If you are already very fit and active and you want to improve in one specific area or you have a very specific goal to train for then the details of your training will matter much more, if you want to work on doing a pull up, doing legs every day won’t help much.
If you’re starting to get more active, want to drop weight, improve your health, feel better in yourself, then the actual specifics of what you do are going to be more based what you enjoy and what you feel comfortable doing right now. In my mind, what’s the point of trying to force people to do an ‘ideal’ training plan if they hate it, are too nervous to go into that area of the gym yet, haven’t quite got to grips with the movement patterns? Would some modified moves and a more simplified program that helps them gain confidence be a better starting point? of course. If someone prefers classes or using resistance machines over free weights and incorporating those things mean they train then why wouldn’t we incorporate them?
If you’re meant to do a legs session, a push session and a pull session a week and one day you really cannot face doing legs but you’d be up for a second push session then, you know what, the world won’t end and you won’t end up some weird uneven specimen for it.
Basically training has so many benefits and it’s an important element of our fitness and health but it doesn’t need to be over thought or cause dramatic stress. Whilst I think it’s useful to encourage people to do it via blogs, detail adds only so much value.
Secondly with training most people is simple. If it’s a live PT you do what the PT says (with various levels of moaning), away from sessions when given a training plan (or if it’s online training) people tend to follow the plan as given. You say do squats, they’ll squat.
Nutrition advice, not so much. For the majority of us, food is so much more emotive. Whilst training certainly acts as an anchor and stress reliever for many it doesn’t tend to have the same emotional pull as food does. So when you say to someone here’s a training plan it’s generally not questioned. Talking about calorie deficits, not needing to cut out food groups, the importance of actually eating carbs, why it’s ok to have chocolate, why ‘clean foods’ don’t really exist. These are concepts so intricately engrained into our culture that push back is much more likely with the nutrition side of things.
Same with mindset, even if someone accepts what you say about food or say the importance of resting when injured rather than pushing through, it’s much harder to act on it and go against ingrained instincts.
So it’s not that training is easy to do or not important, it’s that once you get started doing something – anything – it’s often the most straightforward unemotive part of health and fitness.
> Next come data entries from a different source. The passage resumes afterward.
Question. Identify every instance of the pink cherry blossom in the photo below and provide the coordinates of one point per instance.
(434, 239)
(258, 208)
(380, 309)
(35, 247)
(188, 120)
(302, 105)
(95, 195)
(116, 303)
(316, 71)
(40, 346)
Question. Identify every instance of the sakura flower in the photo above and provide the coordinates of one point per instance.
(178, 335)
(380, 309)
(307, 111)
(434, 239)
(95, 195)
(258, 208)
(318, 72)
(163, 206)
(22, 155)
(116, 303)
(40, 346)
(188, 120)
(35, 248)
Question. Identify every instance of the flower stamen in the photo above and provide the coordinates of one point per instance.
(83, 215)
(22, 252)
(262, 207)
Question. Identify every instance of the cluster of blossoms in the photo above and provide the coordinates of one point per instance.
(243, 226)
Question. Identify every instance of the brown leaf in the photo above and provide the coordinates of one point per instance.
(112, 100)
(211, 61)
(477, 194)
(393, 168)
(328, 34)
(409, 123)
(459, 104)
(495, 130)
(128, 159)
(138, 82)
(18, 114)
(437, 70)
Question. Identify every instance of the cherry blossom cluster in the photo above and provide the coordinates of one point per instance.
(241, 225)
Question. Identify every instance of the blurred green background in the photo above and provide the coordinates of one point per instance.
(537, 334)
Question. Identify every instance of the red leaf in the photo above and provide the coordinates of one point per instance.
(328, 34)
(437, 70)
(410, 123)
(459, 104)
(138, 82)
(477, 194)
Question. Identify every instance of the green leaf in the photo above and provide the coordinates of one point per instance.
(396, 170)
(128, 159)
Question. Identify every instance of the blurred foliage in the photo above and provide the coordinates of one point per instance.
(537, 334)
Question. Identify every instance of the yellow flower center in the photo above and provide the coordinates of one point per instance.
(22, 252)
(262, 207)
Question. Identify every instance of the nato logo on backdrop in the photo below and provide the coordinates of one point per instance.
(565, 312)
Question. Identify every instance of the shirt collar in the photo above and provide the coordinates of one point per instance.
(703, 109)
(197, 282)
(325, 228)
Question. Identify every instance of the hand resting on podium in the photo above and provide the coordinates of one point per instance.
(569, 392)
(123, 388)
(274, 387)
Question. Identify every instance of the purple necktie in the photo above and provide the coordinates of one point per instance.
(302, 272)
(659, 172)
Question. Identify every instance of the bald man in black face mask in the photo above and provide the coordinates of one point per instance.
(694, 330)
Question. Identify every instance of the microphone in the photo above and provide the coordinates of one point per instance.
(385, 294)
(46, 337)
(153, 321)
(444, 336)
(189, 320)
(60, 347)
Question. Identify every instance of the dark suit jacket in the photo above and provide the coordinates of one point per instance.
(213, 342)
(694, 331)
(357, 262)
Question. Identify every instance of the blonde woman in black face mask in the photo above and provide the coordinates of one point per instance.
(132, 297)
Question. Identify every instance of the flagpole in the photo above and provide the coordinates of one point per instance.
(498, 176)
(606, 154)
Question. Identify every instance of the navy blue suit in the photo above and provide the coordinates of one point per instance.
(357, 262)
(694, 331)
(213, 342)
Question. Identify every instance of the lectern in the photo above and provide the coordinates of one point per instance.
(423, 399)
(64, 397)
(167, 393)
You soon start to see benefits beyond the physical and form habits. It’s that diet and motivation and mindset around health is a much more challenging area for the majority of people, whether that be people new to fitness or very experience people (PTs have to convince people not to train some days a lot more than you might think).
For this reason the topics I choose to write about are often diet and mindset based because they are the areas where I think people often need reminders and support and clear information to help make informed decision with regards to their fitness. When I do write about training I try to keep it to posts that will be useful to people, what to expect from classes, at the gym, what to pack in a gym bag and so on – practical things that might help someone train, because if they’re already training and don’t want to pay for a PT or coach they’re probably happy enough with what they’re doing and I’m not sure how useful a bunch of generic training sessions would be.